By Bassam Almohor – 7.7.2014
We enter Burqa from the south, walking from the ancient town, Sebastia, the 10,000 years old town, home of many successive cultures. We leave the ruins, and the modern day town with its past and present, and enter Burqa, a village so close together. The walk uphill speeded our breath, left us speechless, a few young kids welcome us with their curious looks, we head to the center of the village where Saif was waiting to welcome us.
Modern houses, built with white stones and aluminum framed glass windows, side by side with old brick houses alongside old stone houses with capers grown on their walls. Burqa takes you in, the sun is about to set, the smell of spring filling the air, it was early March, green is everywhere, the village is totally living among olive groves, like a stone oasis.
We reach our host whom we never met before, our day ended there and we coordinated a stay in that village. The welcome was warm, it was as if we were family returning from exile. I only experienced that warm embrace by my family after six years living abroad. I felt at home.
Abu Saif, a compact mustached man with dark hair and skin, with an always-lit cigarette in hand, calmly lead the way to his spacious sitting room with simple furniture, we talk about many things, life in the village, their painting jobs in Ramallah and elsewhere, the journey we are taking through Palestine on foot.
My companion and I arrived to Burqa in our 12th day on foot across Palestine. I walk along with Paul Salopek, an American journalist, slightly crazy, who is retracing human migration of our forefathers, in an epic journey of some 33,000km on foot that will last for seven years. His journey started 18 months ago in Ethiopia and will end in Tierra del Fuego in Chile by 2020.
I do the talk, Paul on deadline, he had to finish a dispatch for his National Geographic editors, and he needs time for himself. He doesn’t speak Arabic, so he is excused, I tell the story of Out of Eden Walk, I answer all the questions, I feel tired. But the warmth our hosts give us let us forget our day’s 25km walk.

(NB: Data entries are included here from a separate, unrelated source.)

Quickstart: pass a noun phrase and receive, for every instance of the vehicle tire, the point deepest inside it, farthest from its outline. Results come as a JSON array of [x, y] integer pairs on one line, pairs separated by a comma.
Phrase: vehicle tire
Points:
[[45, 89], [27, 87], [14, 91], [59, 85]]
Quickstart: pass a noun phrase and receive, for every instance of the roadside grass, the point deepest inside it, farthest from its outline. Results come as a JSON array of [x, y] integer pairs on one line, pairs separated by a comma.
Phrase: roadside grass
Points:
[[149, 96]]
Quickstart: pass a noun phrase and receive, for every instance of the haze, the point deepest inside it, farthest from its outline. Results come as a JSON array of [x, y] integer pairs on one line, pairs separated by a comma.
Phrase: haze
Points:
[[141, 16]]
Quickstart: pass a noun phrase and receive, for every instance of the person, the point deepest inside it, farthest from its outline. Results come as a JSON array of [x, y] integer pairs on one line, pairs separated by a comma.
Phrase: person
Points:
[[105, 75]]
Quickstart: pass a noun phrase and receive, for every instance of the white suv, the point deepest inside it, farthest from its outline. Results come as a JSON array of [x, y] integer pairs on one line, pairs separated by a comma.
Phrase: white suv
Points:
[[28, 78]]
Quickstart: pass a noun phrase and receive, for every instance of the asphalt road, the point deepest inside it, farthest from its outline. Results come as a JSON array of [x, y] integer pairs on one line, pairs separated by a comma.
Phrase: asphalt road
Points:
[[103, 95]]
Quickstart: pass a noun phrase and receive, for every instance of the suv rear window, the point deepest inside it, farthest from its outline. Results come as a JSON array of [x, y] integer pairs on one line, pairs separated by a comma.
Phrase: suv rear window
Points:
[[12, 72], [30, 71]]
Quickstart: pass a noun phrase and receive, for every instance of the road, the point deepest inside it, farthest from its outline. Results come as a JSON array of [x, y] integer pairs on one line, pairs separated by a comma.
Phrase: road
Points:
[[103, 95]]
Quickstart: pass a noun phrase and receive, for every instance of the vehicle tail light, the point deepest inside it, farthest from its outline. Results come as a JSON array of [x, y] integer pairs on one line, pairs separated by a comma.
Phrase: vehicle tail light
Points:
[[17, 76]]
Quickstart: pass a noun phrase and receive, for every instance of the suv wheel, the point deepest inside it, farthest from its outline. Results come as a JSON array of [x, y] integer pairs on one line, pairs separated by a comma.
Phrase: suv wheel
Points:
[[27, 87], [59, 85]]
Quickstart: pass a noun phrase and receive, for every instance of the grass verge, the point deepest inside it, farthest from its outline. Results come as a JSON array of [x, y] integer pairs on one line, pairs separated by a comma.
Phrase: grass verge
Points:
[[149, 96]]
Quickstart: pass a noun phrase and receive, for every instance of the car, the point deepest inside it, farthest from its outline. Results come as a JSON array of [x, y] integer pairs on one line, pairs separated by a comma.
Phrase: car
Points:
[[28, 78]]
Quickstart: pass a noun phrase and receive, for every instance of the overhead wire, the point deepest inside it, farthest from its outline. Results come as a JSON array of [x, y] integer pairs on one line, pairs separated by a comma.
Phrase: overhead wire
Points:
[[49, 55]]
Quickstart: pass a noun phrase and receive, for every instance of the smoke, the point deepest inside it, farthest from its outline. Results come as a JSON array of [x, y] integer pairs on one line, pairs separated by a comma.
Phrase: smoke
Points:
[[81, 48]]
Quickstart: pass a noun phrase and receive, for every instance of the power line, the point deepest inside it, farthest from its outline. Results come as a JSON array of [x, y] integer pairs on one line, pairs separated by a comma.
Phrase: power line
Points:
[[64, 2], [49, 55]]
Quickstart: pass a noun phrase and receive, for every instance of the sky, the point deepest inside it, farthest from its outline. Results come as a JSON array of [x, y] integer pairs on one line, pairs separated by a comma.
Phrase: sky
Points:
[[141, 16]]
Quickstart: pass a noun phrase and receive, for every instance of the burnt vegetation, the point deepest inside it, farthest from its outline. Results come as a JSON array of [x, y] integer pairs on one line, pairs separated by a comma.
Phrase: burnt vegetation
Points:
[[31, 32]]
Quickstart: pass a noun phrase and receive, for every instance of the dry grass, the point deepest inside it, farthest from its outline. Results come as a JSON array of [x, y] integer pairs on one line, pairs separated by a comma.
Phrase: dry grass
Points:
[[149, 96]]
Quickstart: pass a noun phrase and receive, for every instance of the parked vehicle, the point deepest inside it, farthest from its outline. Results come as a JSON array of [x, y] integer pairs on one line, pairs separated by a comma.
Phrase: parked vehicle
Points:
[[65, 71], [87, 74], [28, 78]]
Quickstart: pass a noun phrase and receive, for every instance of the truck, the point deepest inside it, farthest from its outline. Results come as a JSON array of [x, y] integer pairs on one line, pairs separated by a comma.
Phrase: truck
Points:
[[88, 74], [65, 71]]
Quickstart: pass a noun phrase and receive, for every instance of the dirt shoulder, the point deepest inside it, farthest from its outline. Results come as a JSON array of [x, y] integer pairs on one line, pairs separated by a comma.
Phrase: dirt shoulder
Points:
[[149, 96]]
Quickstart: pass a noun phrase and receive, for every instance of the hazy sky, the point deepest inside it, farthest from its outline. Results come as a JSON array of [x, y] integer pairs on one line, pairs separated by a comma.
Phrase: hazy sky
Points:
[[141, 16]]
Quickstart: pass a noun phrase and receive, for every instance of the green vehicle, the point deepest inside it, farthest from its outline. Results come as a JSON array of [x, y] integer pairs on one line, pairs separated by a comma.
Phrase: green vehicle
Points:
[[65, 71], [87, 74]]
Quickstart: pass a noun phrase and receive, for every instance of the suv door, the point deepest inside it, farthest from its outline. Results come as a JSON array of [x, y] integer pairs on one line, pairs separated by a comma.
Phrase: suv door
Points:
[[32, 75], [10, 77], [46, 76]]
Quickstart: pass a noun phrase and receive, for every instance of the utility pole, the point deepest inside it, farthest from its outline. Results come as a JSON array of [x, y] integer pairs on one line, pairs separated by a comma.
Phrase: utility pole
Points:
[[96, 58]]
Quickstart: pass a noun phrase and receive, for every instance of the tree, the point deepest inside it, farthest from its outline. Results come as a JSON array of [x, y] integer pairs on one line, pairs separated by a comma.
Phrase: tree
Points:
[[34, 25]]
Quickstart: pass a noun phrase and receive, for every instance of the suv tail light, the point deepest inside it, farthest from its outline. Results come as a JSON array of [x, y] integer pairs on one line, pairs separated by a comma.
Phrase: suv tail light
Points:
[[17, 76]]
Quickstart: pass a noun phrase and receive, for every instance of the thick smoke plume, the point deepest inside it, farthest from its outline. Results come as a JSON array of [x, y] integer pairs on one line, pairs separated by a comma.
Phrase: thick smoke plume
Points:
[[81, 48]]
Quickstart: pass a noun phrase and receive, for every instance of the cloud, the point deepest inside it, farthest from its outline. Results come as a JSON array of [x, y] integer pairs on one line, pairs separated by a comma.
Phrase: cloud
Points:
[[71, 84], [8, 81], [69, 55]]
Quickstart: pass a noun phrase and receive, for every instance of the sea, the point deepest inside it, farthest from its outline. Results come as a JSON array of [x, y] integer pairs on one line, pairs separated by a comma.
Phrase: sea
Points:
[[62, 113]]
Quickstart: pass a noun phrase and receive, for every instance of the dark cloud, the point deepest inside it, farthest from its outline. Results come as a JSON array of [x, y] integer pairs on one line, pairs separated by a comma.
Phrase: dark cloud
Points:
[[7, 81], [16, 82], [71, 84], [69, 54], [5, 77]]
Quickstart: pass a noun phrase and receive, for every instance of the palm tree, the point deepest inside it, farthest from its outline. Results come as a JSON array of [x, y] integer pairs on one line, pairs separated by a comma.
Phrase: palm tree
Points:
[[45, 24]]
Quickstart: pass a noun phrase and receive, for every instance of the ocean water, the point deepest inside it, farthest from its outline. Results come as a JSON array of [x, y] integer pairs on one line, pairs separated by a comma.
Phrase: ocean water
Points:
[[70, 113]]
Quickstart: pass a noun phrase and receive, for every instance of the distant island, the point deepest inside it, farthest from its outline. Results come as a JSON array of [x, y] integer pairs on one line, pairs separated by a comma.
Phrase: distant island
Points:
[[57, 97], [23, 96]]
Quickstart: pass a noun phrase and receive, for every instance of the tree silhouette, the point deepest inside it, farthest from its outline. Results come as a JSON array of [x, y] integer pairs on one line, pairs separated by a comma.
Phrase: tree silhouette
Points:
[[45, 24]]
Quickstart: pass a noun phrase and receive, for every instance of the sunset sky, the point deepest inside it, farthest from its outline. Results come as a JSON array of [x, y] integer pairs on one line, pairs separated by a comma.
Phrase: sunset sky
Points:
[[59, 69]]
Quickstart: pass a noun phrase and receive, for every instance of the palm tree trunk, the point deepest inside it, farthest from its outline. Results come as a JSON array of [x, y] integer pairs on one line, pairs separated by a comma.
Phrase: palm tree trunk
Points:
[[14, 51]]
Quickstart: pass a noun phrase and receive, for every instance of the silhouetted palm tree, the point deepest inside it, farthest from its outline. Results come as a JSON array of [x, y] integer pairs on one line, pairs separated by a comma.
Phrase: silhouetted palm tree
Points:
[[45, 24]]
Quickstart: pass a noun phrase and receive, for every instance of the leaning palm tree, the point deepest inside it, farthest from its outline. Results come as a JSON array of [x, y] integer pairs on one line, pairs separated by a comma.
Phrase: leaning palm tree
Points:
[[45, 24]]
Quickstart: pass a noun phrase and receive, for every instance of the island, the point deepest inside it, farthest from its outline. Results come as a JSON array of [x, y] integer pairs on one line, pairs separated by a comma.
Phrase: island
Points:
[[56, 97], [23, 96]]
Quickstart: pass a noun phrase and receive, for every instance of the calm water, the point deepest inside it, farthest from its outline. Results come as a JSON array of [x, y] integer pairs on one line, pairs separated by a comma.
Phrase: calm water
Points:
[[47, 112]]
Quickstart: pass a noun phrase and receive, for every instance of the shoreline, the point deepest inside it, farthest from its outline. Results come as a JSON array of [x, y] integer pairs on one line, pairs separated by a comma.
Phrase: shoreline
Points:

Burqa is like all Palestinian villages, with scattered houses all over the town, old and new, natural growth of a village, simple yet beautiful, with no today’s complications of systems. Why do we need strict planning? The natural growth is chaotic, that is why it’s called natural, like wild grass growing everywhere. Abu Saif lives in the center of the village, just in the village square. His two-story house is funny, with it natural additions, it started with an old stone two-rooms house and later expanded with bricks and more construction was done on the upper floor. His house is like an archeological site; every age adds a room or two.
“Everybody is welcome in our house, we live in the center of the village, some nights we have 50-60 women lining up on our roof, watching the only-men wedding party in the main square down,” Abu Saif proudly tells us, “women from the village and outside it, Bizzaria, Bet Emrin, Ejnisinia, Asira, Sebastia, Naqura, Ramin.” The town, recalls Abu Saif, was a market center for all the surrounding villages, especially during the olive harvest. The village had 5 stone olive presses up until the eighties, when modern presses replaced old ones.
But Abu Saif does not have land in the village. His 15 dunums of land lie inside the long evacuated Homesh settlement above the village. Ironically, the settlement was evacuated in 2005 but the land was never returned to its owners. An individual settler or settlers guard the hill threatening anyone from trespassing.
We wake up early on the smell of tea with meramiya, Abu Saif prepared the breakfast: marmalade, labaneh, eggs, pickled olives, olive oil, zaatar with sesame, tea, bread. We walk uphill between Abu Yazid mountain and the not-so-much-evacuated Homesh. On top of the hill, a dark being on two walks in parallel. We depart Homesh “border” and descend to Fandaqomieh.